The opposite effects may occur with mutant P/Q phenotypes lacking epilepsy. The study of mutations leading to spinocerebellar ataxia 6 (an expansion of a polyglutamine sequence encoded by CAG trinucleotide repeats in the C terminus region) and episodic ataxia 2 or familial hemiplegic migraine (scattered missense or nonsense mutations throughout the channel) report increased calcium entry through mutant P/Q channels (6,7). Similarly, the threshold for cortical spreading depression is higher in mice with mutations that decrease calcium entry and lower in mutants with augmented calcium entry (8,9).
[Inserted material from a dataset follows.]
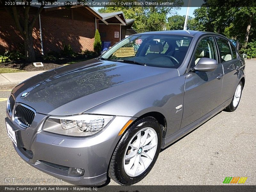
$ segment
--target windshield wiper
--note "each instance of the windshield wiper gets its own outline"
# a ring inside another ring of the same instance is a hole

Thus, the primary effect of the mutation on the magnitude of calcium entry may have some predictive value in determining whether an inherited calcium channelopathy leads to absence epilepsy, but once again, this hypothesis provides no simple explanation for the spike–wave phenotype. P/Q channels are distributed throughout the entire CNS; why should the abnormal oscillations preferentially arise within the thalamocortical system? One possibility is that downstream cellular plasticity in specific neurons might further define the neurologic phenotype. Indeed, a secondary elevation of thalamic T-type calcium currents in calcium channel mouse mutants with impaired transmitter release favors the spike–wave phenotype (10). In other circuits, downstream plasticity involving L-type calcium channels, enhanced G-protein modulation, and synaptic pathology may lead to cerebellar deficits. The cell-type–specific rescue mechanisms that allow most synapses to escape involvement and the mysterious factors that determine whether the channel mutation leads to an episodic signaling deficit or progressive cellular atrophy are still largely unknown. Clearly a mutant calcium channel may trigger a broad range of biologic cascades that differ according to brain area, time of onset, activity, and of course, the coexpression of other genes. Finally, the appearance of the mutant syndrome must be evaluated against the constantly changing genetic background of human pedigrees. Interestingly, within some families, both spinocerebellar ataxia and familial hemiplegic migraine phenotypes may result from the same single missense mutation (11,12). Presumably, allelic variation at other genetic loci can influence the phenotypic expression of the mutation. Thanks to continuing discoveries in the genetics of human seizure disorders, P/Q-type calcium channel mutants are no longer orphans in the epilepsy clinic, but where and when will they surface next?